Aber auch hier kann noch leicht Skepsis angebracht werden. Denn die Weltgeschichte ist lang und voller Wendepunkte in Kultur, Technik, Politik, Gesellschaft - um nur einige Dimensionen zu nennen. Wann ist also ein Wendeereignis weltgeschichtlich relevant? Außerdem impliziert die Rede von der Zäsur eine problematische These zum historischen Wandel. Geschieht dieser ausschließlich in Form von Ereignissen, die Diskontinuität anzeigen? Oder gibt es nicht auch allmählichen und deshalb umso nachhaltigeren Wandel? (Gemäß der Figur, dass das weiche Wasser den Stein bricht.) Legt die Rede von Zäsuren somit unnötig auf eine Ereignisgeschichtsschreibung fest und lässt die Geschichte der Strukturen (a la Braudel und der Annales-Schule etwa) außer Acht?
Soviel Zweifel an drei einfachen Jahreszahlen, die uns allen so selbstverständlich aktuelle "Weltereignisse" vermitteln: Das Ende des osteuropäischen Sozialismus - symbolisiert durch den Fall der Mauer -, die neue Form eines weltweiten und transnationalen Terrorismus, der sich in den Anschlägen auf das World Trade Center und das Pentagon offenbarte und die ersten Siege der arabischen Revolutionen in Tunesien und Ägypten, die sich in den friedlichen Demonstrationen und den Abgängen der Machthaber Ben-Ali und Mubarak dokumentierten.

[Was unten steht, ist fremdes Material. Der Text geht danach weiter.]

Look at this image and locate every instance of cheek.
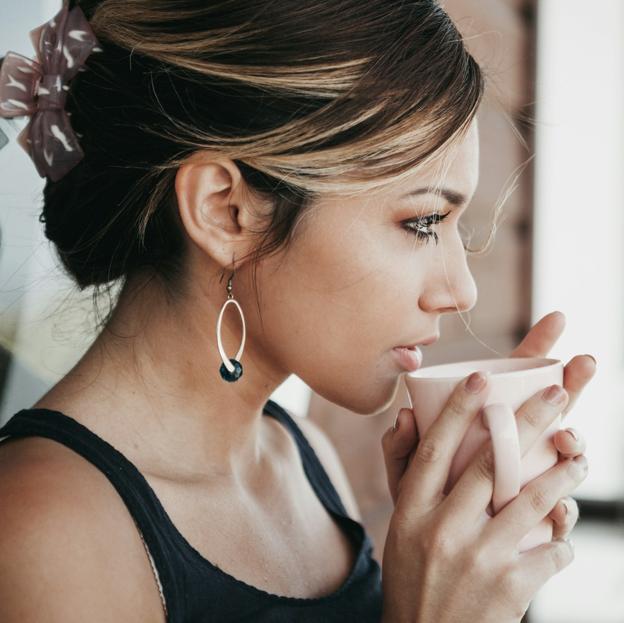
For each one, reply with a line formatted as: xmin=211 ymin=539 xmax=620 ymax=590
xmin=256 ymin=220 xmax=424 ymax=413
xmin=286 ymin=223 xmax=390 ymax=343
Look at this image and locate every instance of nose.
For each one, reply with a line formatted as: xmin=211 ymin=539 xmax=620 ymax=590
xmin=419 ymin=241 xmax=478 ymax=315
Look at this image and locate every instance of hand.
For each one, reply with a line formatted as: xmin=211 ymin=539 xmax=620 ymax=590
xmin=383 ymin=310 xmax=597 ymax=522
xmin=508 ymin=311 xmax=594 ymax=540
xmin=380 ymin=368 xmax=587 ymax=623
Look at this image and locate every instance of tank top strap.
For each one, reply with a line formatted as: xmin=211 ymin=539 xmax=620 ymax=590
xmin=0 ymin=408 xmax=184 ymax=622
xmin=262 ymin=399 xmax=350 ymax=519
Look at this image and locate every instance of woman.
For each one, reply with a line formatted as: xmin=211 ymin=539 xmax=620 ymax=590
xmin=0 ymin=0 xmax=594 ymax=621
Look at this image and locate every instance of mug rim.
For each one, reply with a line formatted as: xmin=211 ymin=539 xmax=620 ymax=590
xmin=406 ymin=356 xmax=562 ymax=381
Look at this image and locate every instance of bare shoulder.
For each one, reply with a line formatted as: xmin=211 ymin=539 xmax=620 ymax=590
xmin=285 ymin=410 xmax=362 ymax=522
xmin=0 ymin=437 xmax=166 ymax=622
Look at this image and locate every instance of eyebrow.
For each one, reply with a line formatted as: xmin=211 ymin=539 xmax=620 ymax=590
xmin=401 ymin=187 xmax=468 ymax=207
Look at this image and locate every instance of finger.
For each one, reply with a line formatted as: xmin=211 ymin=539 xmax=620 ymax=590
xmin=482 ymin=455 xmax=587 ymax=550
xmin=513 ymin=537 xmax=575 ymax=605
xmin=393 ymin=370 xmax=491 ymax=517
xmin=381 ymin=408 xmax=419 ymax=506
xmin=443 ymin=383 xmax=569 ymax=524
xmin=562 ymin=354 xmax=597 ymax=416
xmin=553 ymin=427 xmax=586 ymax=458
xmin=509 ymin=311 xmax=566 ymax=359
xmin=548 ymin=496 xmax=579 ymax=541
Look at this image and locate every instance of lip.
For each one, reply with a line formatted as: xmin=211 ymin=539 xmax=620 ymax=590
xmin=395 ymin=334 xmax=440 ymax=349
xmin=392 ymin=345 xmax=424 ymax=371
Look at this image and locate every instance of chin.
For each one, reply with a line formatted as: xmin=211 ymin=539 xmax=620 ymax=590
xmin=319 ymin=374 xmax=402 ymax=417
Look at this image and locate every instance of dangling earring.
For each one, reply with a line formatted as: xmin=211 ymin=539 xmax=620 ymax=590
xmin=216 ymin=270 xmax=246 ymax=382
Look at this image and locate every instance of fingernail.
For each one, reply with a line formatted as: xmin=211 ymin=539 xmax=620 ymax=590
xmin=543 ymin=384 xmax=566 ymax=405
xmin=564 ymin=537 xmax=575 ymax=553
xmin=566 ymin=427 xmax=580 ymax=442
xmin=466 ymin=371 xmax=488 ymax=394
xmin=573 ymin=454 xmax=588 ymax=470
xmin=392 ymin=413 xmax=401 ymax=432
xmin=585 ymin=354 xmax=597 ymax=366
xmin=562 ymin=498 xmax=570 ymax=516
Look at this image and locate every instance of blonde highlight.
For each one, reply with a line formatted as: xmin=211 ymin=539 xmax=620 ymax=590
xmin=41 ymin=0 xmax=486 ymax=329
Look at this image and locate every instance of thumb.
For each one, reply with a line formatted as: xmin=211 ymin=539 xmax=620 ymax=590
xmin=381 ymin=408 xmax=420 ymax=506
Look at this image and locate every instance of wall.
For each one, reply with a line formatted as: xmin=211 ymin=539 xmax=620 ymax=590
xmin=306 ymin=0 xmax=537 ymax=562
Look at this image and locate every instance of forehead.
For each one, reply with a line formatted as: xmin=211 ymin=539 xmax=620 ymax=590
xmin=302 ymin=120 xmax=480 ymax=225
xmin=383 ymin=120 xmax=480 ymax=202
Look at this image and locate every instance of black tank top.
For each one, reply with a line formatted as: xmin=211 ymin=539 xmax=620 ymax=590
xmin=0 ymin=399 xmax=383 ymax=622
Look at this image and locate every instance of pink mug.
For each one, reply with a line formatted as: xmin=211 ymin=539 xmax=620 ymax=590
xmin=405 ymin=357 xmax=564 ymax=552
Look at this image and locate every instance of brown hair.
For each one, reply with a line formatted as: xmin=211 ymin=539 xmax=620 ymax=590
xmin=40 ymin=0 xmax=485 ymax=326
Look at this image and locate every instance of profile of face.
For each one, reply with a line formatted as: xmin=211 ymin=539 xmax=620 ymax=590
xmin=177 ymin=120 xmax=480 ymax=417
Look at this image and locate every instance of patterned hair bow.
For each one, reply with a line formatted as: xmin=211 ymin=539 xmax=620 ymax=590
xmin=0 ymin=2 xmax=101 ymax=181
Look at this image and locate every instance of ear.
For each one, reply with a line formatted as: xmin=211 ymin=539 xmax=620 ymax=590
xmin=175 ymin=155 xmax=269 ymax=270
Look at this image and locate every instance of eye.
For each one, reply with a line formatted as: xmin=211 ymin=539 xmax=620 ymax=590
xmin=401 ymin=210 xmax=451 ymax=246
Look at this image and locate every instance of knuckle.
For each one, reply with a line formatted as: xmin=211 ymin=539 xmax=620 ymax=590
xmin=388 ymin=509 xmax=420 ymax=546
xmin=551 ymin=540 xmax=573 ymax=571
xmin=467 ymin=541 xmax=496 ymax=576
xmin=414 ymin=435 xmax=443 ymax=465
xmin=528 ymin=485 xmax=551 ymax=514
xmin=496 ymin=567 xmax=532 ymax=620
xmin=520 ymin=404 xmax=543 ymax=429
xmin=474 ymin=445 xmax=495 ymax=484
xmin=499 ymin=569 xmax=523 ymax=606
xmin=428 ymin=526 xmax=455 ymax=560
xmin=446 ymin=392 xmax=467 ymax=418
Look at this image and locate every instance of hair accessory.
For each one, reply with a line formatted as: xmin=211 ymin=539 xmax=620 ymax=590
xmin=0 ymin=1 xmax=102 ymax=181
xmin=216 ymin=270 xmax=246 ymax=383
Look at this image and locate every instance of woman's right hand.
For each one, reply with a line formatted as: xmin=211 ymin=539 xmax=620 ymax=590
xmin=380 ymin=371 xmax=588 ymax=623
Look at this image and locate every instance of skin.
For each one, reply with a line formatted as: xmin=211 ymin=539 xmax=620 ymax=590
xmin=384 ymin=312 xmax=595 ymax=541
xmin=33 ymin=118 xmax=594 ymax=541
xmin=35 ymin=123 xmax=479 ymax=482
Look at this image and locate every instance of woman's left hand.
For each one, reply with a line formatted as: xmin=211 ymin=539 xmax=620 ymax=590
xmin=384 ymin=310 xmax=596 ymax=541
xmin=510 ymin=310 xmax=595 ymax=539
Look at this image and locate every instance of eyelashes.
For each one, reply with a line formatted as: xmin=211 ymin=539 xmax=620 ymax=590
xmin=401 ymin=210 xmax=452 ymax=246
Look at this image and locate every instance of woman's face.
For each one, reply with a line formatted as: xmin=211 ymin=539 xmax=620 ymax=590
xmin=246 ymin=121 xmax=480 ymax=416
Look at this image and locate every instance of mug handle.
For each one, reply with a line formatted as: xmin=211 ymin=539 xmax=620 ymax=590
xmin=482 ymin=403 xmax=521 ymax=514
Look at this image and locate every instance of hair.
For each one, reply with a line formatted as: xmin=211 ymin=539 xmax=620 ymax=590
xmin=37 ymin=0 xmax=485 ymax=330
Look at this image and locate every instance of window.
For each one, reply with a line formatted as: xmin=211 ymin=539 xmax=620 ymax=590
xmin=529 ymin=0 xmax=624 ymax=620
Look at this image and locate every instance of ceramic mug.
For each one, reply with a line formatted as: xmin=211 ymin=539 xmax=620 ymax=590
xmin=405 ymin=357 xmax=564 ymax=552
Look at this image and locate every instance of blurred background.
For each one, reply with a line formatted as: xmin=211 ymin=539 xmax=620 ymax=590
xmin=1 ymin=1 xmax=623 ymax=621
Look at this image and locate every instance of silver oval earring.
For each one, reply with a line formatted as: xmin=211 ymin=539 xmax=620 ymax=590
xmin=216 ymin=270 xmax=246 ymax=382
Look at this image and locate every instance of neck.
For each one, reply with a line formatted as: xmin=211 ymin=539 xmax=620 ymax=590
xmin=41 ymin=268 xmax=290 ymax=488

Die folgenden Überlegungen sollen dazu beitragen, das Verhältnis von Weltgeschichte und Zeitgeschichte zu klären - und zwar aus dem Blickwinkel von drei Disziplinen, die vorwiegend zeitgeschichtlich orientiert sind, nämlich der Politikwissenschaft, der Soziologie und der Zeitgeschichte als Geschichte des 20. und 21. Jahrhunderts, von einigen auch Gegenwartsgeschichte genannt.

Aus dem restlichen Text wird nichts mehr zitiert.